Other detainees pose no threat to the public, Castaneda said. He related the story of a man who could not produce identification when he tried to buy cigarettes, raising the suspicions of a government agent in line at the store with him. Another man was arrested for repeatedly misusing 911 to call about a neighbor’s threats.

Detainees and their attorneys complain that BTC has substandard medical care and poor food and that detainees face prolonged stays, are depressed, and have insufficient access to legal representation. “It’s bad,” said Castaneda. “For me, it was like a year. The days go slow, slow.”
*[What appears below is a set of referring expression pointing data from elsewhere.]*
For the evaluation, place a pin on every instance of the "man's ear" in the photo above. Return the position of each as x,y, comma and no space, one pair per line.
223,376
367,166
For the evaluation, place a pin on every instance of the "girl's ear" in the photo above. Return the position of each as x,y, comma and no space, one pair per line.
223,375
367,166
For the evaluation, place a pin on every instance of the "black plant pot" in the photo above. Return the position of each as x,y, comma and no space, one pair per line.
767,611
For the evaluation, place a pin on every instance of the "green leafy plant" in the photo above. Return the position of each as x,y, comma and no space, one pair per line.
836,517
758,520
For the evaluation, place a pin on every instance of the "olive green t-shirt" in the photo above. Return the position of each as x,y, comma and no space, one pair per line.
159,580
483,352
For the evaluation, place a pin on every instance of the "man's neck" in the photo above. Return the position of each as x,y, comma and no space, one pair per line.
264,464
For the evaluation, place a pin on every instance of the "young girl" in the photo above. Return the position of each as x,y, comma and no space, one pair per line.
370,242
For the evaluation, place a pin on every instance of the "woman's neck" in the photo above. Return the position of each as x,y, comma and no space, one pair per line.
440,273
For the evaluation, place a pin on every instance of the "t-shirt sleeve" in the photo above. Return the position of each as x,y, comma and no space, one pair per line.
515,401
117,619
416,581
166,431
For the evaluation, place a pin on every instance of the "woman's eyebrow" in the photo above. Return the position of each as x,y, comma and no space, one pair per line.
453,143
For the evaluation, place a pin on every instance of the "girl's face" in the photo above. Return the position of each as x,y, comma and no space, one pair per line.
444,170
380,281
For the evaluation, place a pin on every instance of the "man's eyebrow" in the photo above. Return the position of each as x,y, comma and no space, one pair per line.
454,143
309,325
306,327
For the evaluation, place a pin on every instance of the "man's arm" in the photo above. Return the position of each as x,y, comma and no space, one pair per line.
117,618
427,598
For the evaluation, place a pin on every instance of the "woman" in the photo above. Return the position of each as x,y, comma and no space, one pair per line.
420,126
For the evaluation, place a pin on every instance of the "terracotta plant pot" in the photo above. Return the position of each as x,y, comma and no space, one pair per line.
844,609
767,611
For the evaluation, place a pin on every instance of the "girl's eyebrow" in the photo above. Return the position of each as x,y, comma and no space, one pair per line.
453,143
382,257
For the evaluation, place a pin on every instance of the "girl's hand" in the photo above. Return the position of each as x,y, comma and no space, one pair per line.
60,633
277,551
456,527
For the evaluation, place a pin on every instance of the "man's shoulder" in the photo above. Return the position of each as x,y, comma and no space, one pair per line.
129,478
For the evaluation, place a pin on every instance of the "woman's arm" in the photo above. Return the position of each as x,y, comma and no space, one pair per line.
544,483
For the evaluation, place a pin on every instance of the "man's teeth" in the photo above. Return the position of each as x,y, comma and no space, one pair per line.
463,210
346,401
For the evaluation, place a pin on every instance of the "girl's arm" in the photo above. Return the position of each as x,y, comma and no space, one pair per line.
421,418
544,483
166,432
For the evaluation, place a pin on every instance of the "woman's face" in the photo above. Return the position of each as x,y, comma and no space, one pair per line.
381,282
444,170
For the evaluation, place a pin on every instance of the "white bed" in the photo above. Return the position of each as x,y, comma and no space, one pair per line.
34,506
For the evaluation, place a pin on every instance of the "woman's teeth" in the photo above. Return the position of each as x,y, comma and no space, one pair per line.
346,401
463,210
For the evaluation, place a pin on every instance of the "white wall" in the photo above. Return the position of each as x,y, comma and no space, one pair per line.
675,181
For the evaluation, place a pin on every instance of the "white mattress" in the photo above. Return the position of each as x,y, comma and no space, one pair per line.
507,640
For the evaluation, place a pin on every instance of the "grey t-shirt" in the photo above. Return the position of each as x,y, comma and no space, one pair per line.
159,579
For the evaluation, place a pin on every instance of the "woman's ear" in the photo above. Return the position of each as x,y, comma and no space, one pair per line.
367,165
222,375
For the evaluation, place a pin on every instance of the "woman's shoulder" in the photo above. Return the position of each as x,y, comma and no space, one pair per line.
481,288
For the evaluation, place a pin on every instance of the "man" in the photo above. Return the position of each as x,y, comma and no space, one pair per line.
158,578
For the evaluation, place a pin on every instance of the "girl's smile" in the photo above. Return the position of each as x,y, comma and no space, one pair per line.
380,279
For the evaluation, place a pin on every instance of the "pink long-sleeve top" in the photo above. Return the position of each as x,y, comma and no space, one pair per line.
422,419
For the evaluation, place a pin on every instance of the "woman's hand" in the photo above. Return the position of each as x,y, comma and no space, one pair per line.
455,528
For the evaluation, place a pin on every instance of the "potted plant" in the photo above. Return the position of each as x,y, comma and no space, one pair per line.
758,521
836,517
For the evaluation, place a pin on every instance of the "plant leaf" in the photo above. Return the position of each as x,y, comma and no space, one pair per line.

The GEO Group has vigorously defended the facility. Company spokesman Pablo E. Paez said in a prepared statement that ICE has monitors on-site at BTC and that GEO “adheres to strict contractual requirements set by ICE. The Center is audited and inspected by ICE on a routine and unannounced basis.” He also noted that the American Correctional Association accredits BTC.

To document alleged abuses at the facility, in 2012, NIYA activists Viridiana Martinez, 26, and Marco Saavedra, 22, turned themselves in to gain access to BTC. Both are illegal immigrants brought to the U.S. as children by their families.
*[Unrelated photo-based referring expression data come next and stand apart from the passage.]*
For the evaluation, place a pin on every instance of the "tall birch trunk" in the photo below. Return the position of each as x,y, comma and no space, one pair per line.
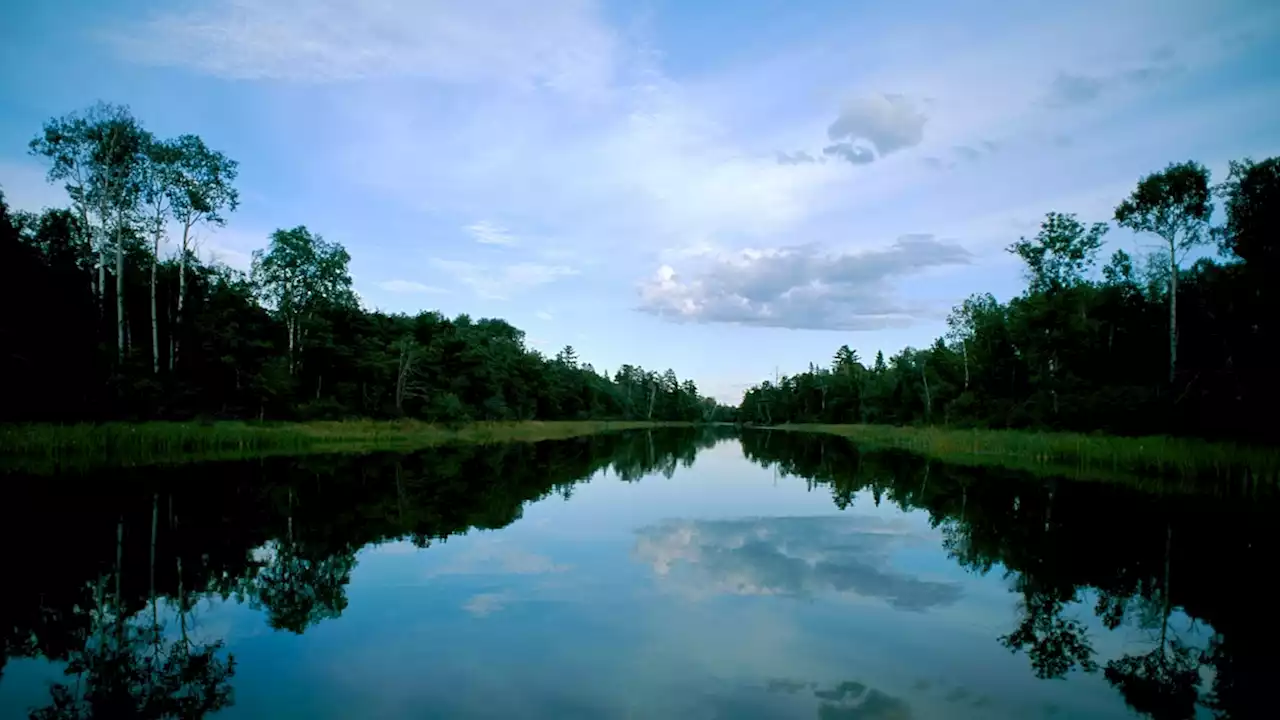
155,323
1173,311
182,296
101,279
119,292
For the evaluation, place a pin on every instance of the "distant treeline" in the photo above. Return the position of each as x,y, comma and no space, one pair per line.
100,323
1144,346
1146,564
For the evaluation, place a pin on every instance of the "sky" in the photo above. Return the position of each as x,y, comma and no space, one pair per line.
731,190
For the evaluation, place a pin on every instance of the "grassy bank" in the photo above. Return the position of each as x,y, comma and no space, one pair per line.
1141,459
39,447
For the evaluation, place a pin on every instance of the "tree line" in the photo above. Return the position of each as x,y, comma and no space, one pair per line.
108,324
1171,341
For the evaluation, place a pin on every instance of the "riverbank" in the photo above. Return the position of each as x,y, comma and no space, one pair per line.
42,447
1073,455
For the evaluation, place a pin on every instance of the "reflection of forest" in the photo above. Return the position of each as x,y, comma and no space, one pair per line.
1139,557
105,559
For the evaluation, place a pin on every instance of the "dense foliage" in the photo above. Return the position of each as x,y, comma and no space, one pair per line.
112,327
1159,347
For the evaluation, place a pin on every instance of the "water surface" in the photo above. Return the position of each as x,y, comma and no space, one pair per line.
649,574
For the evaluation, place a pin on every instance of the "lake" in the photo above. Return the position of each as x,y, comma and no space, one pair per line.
696,573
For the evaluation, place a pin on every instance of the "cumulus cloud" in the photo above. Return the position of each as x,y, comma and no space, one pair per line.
344,40
790,556
502,282
887,122
796,158
408,287
1069,90
489,233
849,151
801,287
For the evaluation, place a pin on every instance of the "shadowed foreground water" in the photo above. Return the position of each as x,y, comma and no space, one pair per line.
664,574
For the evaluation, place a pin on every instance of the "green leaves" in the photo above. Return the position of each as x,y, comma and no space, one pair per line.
1174,204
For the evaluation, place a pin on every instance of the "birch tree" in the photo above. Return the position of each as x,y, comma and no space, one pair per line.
1174,205
297,274
156,177
201,191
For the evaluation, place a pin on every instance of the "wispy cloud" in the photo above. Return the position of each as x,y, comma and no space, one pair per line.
801,287
489,233
346,40
410,287
502,282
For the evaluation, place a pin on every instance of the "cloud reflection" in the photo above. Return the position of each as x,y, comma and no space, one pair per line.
790,556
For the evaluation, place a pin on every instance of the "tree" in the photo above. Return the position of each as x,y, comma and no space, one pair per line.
156,180
298,274
1061,253
1252,205
1175,205
99,153
201,191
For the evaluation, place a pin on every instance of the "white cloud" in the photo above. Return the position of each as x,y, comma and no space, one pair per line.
801,287
408,287
485,604
888,122
26,188
489,233
557,44
504,281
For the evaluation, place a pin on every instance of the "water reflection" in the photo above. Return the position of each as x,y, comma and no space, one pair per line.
1139,556
127,582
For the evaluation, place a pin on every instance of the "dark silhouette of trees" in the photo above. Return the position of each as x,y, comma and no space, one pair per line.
1171,349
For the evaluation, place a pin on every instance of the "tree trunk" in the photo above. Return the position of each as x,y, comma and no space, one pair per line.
119,294
182,296
1173,313
101,282
928,399
289,323
155,322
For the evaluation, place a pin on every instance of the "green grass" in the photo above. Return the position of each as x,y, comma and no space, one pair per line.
44,447
1083,456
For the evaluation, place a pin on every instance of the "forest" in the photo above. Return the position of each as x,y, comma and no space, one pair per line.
115,326
122,319
1178,340
123,555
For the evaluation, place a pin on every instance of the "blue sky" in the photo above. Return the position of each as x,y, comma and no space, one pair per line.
722,188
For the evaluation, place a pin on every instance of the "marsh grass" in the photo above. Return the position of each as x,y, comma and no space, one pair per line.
44,449
1147,461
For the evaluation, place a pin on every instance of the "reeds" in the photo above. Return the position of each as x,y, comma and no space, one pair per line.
1083,456
45,447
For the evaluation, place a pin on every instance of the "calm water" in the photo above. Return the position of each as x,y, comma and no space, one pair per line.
673,574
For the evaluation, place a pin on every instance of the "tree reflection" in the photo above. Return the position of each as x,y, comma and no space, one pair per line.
1054,643
129,548
1060,541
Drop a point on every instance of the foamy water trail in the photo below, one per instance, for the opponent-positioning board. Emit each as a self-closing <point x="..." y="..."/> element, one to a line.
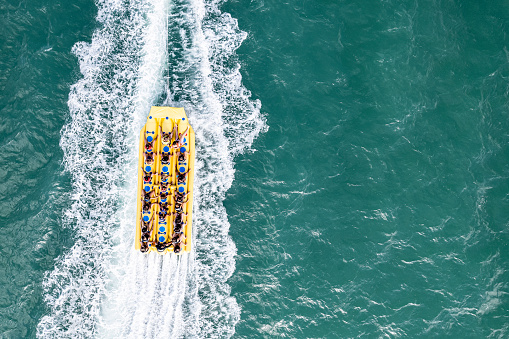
<point x="101" y="287"/>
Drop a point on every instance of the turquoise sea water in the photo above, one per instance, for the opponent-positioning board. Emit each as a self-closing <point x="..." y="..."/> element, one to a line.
<point x="352" y="176"/>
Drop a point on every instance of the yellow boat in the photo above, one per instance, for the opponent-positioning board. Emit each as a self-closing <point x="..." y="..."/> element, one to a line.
<point x="165" y="183"/>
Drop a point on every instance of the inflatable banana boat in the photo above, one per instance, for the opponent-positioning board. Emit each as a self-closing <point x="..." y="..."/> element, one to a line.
<point x="165" y="183"/>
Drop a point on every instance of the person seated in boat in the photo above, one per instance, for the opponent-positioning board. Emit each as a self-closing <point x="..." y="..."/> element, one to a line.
<point x="164" y="187"/>
<point x="162" y="213"/>
<point x="146" y="226"/>
<point x="176" y="248"/>
<point x="179" y="141"/>
<point x="163" y="195"/>
<point x="161" y="246"/>
<point x="164" y="177"/>
<point x="179" y="197"/>
<point x="148" y="145"/>
<point x="178" y="208"/>
<point x="181" y="200"/>
<point x="166" y="137"/>
<point x="165" y="158"/>
<point x="183" y="173"/>
<point x="148" y="196"/>
<point x="181" y="178"/>
<point x="147" y="176"/>
<point x="144" y="247"/>
<point x="147" y="206"/>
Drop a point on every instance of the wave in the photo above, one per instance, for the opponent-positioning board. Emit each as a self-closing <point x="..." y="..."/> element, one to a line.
<point x="101" y="287"/>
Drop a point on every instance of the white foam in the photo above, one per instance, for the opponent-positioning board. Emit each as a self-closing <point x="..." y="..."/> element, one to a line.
<point x="101" y="287"/>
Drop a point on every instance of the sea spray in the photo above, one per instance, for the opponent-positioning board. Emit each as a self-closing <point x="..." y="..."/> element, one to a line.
<point x="102" y="287"/>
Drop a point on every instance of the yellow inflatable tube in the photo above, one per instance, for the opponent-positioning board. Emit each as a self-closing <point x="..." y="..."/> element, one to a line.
<point x="165" y="183"/>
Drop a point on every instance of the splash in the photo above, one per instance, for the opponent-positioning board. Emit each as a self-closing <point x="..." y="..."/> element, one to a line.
<point x="101" y="287"/>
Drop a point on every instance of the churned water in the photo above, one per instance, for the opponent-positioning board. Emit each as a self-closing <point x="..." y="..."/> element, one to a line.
<point x="351" y="177"/>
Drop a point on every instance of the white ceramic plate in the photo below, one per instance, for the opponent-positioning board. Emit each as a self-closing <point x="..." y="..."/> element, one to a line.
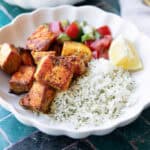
<point x="33" y="4"/>
<point x="24" y="25"/>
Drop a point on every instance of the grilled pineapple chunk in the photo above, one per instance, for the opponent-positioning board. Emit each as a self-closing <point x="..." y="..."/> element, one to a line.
<point x="77" y="49"/>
They gathered the names and personal details of 100 detainees at BTC, then provided that data to attorneys and journalists. Detainees began calling a hotline by NIYA, which started publicizing their cases by posting petitions online.

Martinez and Saavedra were inside BTC for weeks before their activities were discovered. Once exposed, they were rushed to see an ICE official who determined they were eligible for release. “They literally kicked us out,” Martinez said.

Their claims caught the attention of 26 members of Congress, who wrote to then-ICE Director John Morton. “Some of the reports coming out of the center are horrifying,” said South Florida U.S. Reps. Ted Deutch, Frederica Wilson, and Alcee L. Hastings in September 2012.

ICE did not respond to the lawmakers promptly, leading Deutch to send a second letter, scolding ICE for the “excessive delay” and demanding an immediate reply. “It’s certainly time for us to hear back, and it’s well past time that these serious issues be addressed,” he said.

GEO Group “has provided high quality residential, medical, and programming services in a safe and secure environment to detainees” at BTC for more than a decade, the company wrote in a letter to the Sun-Sentinel when asked to comment on the lawmakers’ remarks.

Yet a federal inspection found three suicide attempts at BTC in 2011. It also found that 10 detainees were not screened within two weeks of their arrival at the facility as required by ICE standards. Detainee Angel Raymundo, 38, said he developed a hernia that grew to the size of an orange; BTC staff gave him pain medication but refused to arrange and pay for recommended surgery. ICE later released Raymundo from custody.

BTC is the only privately-operated immigration detention center in Florida. “I think that this place is systematically set up to keep these women here – and on the men’s side, the men – because there’s money being made in this place,” Viridiana Martinez said on a Democracy Now! radio show. “This place is owned by a company, GEO. And every time someone is detained, they are given money.”

On August 20, 2014, dozens of immigrant rights activists staged a protest at BTC, blocking the entrance to the facility. The peaceful event was organized by the Florida Immigrant Coalition (FIC), Students Working for Equal Rights, United Families, Dreamer Moms, United We Dream: Tampa Bay, Homestead’s Equal Rights for All, and Haitian Women of Miami. Seven students were arrested during the demonstration, aged 18 to 26.

“They were arrested for civil disobedience after they blocked the entrance so no one could go in or out,” said Mariana Martinez, who participated in the protest. “They were trying to stop the deportation of undocumented people for the day because families are being separated every day.”

“The inaction of Congress, the inaction of our president – we’re fighting for our families,” added Elizabeth Taveras, a communications associate with FIC.
The seven protestors who were arrested were later released on bond.